The Miles M.64 L.R.5 was a two-seat light aircraft, designed in the United Kingdom, for private and club use in 1944-1945.

==Design and development==
A small band of enthusiasts at Miles' Liverpool road factory, (L.R.5 - 5th design from Liverpool Road) gained permission from George Miles to design and build a light aircraft for possible production after the end of the Second World War. Miles gave his permission and also agreed to the company supplying any materials required.

The L.R.5 emerged in 1945 as a single-engined, wooden, low-wing monoplane with a fixed tricycle undercarriage, powered by a 100 hp Blackburn Cirrus Minor 4-cylinder, air-cooled, inverted, in-line piston aircraft engine. The spacious side-by-side configuration cockpit was covered by a large plexiglas canopy with car-type entry doors on both sides. The undercarriage included levered sprung main legs and a steerable nosewheel.
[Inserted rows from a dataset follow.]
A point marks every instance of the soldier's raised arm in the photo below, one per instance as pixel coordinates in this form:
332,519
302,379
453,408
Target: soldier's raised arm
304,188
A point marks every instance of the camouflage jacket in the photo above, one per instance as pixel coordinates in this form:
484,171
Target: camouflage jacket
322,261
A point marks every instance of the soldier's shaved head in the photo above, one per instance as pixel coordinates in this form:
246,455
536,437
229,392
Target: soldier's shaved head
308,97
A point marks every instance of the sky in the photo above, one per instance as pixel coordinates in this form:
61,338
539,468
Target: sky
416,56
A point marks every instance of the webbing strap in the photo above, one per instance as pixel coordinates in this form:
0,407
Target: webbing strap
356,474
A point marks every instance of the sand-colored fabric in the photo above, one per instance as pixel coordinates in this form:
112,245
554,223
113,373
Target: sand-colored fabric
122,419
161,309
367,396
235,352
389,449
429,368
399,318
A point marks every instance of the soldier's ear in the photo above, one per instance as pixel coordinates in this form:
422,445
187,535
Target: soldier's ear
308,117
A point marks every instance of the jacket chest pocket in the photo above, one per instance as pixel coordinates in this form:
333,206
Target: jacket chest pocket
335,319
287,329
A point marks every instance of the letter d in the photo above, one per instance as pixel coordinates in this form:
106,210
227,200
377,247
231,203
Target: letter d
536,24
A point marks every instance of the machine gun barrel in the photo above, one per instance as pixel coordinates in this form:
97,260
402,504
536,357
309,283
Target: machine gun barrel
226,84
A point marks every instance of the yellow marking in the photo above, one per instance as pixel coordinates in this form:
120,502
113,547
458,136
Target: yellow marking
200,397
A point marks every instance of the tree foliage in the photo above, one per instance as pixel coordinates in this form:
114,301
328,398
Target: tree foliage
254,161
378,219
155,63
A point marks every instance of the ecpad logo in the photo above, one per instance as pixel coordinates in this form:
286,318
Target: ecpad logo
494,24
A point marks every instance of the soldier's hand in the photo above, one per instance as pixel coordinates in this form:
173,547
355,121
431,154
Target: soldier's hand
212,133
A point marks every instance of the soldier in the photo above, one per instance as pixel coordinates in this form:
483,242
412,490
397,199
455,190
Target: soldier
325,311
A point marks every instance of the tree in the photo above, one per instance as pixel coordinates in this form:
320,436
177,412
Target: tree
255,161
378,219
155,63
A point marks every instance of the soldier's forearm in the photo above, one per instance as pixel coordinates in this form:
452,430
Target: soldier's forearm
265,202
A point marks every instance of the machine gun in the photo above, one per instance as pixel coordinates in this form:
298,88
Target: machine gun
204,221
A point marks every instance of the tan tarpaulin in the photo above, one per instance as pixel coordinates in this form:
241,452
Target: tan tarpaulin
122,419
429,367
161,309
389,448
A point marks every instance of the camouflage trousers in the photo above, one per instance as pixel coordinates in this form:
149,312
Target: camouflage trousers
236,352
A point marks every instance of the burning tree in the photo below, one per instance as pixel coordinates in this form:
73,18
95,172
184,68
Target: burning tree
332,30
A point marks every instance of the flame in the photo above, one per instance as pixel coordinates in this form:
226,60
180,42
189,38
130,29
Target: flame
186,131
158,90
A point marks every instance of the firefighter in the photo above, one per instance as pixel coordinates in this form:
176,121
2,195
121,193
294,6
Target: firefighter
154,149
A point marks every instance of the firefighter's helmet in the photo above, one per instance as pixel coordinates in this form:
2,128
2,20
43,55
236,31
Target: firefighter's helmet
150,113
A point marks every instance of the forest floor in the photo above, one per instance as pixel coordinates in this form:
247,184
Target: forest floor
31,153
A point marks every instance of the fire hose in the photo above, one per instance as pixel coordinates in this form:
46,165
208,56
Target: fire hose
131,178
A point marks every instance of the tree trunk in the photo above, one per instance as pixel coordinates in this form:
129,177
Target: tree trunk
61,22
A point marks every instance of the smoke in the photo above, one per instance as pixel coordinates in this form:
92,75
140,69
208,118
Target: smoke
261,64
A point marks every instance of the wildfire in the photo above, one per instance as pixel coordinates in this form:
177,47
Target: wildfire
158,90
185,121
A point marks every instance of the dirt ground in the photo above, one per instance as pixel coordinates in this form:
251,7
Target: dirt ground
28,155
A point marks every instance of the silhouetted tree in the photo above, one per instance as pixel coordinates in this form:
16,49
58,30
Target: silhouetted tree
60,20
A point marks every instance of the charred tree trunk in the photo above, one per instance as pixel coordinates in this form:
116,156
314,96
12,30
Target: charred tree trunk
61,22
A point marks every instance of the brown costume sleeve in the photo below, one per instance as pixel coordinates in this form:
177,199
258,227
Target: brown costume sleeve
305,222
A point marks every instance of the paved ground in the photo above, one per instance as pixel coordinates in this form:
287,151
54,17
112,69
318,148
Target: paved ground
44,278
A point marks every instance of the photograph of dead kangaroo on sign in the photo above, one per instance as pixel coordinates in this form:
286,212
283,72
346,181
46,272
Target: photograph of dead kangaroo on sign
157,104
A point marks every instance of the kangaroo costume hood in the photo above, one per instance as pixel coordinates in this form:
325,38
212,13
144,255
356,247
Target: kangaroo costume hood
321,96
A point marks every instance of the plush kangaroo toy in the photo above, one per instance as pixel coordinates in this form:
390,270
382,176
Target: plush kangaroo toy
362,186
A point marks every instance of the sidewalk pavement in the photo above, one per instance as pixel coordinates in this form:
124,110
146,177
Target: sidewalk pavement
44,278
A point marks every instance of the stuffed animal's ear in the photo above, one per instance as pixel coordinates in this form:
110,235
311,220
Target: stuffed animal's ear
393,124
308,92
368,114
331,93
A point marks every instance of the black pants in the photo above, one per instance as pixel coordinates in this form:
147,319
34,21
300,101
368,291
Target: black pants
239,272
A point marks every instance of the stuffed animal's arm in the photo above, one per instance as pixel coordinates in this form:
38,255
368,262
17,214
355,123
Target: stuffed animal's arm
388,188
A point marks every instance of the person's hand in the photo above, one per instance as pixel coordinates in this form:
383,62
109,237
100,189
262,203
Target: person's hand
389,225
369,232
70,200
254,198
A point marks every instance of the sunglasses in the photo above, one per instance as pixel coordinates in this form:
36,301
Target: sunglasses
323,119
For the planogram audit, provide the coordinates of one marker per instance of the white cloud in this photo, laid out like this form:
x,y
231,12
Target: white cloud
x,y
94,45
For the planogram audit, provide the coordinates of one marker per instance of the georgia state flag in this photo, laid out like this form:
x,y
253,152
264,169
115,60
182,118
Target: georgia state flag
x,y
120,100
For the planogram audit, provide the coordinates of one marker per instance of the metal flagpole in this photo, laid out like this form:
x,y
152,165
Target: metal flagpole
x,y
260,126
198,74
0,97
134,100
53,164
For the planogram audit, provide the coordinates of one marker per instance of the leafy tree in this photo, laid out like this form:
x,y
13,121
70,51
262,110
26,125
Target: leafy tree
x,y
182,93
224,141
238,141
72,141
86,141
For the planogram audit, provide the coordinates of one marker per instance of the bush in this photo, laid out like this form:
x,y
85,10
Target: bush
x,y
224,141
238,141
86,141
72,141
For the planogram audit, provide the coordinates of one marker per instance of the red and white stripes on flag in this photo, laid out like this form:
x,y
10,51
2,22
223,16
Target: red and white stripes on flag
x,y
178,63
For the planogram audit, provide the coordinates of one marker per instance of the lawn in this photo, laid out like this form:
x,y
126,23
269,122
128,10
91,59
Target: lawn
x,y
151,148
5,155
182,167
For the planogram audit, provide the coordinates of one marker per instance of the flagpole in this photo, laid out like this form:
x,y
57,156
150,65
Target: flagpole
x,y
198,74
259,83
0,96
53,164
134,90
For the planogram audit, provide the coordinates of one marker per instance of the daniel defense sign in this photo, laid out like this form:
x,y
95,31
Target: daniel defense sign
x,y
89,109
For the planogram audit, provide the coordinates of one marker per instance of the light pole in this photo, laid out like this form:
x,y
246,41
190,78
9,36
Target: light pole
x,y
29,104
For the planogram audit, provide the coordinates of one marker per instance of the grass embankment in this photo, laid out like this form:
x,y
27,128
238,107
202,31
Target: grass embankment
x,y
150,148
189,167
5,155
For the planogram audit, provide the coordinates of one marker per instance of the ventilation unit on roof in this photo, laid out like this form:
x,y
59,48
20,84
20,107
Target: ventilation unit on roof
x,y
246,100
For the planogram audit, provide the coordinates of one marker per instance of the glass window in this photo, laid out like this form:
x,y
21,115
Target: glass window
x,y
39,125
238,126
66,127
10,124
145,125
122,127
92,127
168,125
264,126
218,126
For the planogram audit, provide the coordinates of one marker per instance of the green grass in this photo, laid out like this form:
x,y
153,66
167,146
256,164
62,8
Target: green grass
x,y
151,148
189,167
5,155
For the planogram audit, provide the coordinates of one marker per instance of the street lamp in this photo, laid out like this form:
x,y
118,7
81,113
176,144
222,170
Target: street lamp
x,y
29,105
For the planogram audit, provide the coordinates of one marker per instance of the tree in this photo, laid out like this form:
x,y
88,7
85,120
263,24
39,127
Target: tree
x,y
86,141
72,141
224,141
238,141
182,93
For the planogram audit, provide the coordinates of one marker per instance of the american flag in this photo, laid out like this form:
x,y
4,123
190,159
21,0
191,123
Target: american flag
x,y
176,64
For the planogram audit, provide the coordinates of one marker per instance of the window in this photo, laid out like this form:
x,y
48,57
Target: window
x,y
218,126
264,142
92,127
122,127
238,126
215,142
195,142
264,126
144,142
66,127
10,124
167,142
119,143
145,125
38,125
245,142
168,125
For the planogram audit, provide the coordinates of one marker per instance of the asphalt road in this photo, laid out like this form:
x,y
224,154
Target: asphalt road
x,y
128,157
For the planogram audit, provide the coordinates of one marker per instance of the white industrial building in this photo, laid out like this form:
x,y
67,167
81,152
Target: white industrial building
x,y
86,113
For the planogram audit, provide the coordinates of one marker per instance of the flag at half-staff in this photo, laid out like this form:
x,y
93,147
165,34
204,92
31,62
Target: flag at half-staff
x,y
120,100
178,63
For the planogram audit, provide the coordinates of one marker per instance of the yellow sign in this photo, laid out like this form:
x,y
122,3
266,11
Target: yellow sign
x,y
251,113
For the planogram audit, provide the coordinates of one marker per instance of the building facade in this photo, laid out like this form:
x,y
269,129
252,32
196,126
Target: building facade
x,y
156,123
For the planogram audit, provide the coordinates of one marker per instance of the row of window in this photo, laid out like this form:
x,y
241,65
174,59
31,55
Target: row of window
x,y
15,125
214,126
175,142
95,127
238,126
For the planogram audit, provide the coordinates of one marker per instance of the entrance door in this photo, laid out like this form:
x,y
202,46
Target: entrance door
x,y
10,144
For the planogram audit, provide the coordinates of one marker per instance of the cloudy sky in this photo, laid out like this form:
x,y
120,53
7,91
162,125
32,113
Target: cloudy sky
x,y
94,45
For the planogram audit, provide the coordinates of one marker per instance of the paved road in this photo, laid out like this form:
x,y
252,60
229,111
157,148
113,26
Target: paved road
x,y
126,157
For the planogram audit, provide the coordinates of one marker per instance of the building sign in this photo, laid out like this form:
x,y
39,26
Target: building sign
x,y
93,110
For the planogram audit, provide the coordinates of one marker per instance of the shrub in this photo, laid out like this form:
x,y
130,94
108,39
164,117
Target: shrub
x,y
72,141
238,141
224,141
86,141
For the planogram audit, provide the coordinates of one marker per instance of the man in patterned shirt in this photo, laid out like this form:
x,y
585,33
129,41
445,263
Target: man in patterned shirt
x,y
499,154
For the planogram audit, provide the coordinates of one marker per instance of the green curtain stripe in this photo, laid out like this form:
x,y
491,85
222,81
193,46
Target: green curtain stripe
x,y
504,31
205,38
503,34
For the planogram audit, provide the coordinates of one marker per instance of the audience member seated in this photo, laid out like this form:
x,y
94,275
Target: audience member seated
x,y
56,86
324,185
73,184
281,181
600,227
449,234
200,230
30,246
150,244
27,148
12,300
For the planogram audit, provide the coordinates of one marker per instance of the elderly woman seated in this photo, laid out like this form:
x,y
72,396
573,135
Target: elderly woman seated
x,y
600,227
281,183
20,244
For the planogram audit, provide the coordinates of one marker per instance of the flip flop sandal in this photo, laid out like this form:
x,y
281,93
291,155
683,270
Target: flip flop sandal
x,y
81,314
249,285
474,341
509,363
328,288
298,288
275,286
Due to disappointing flight test results and higher priority given to established production aircraft, development of the L.R.5 was abandoned.

==Operational history==
George Miles flew the prototype, which had been allocated the experimental registration U-0253 (later U-6), on 3 June 1945, but although flight test results were disappointing at low speeds, on take-off and landing, the L.R.5 was pleasant to fly and had excellent visibility.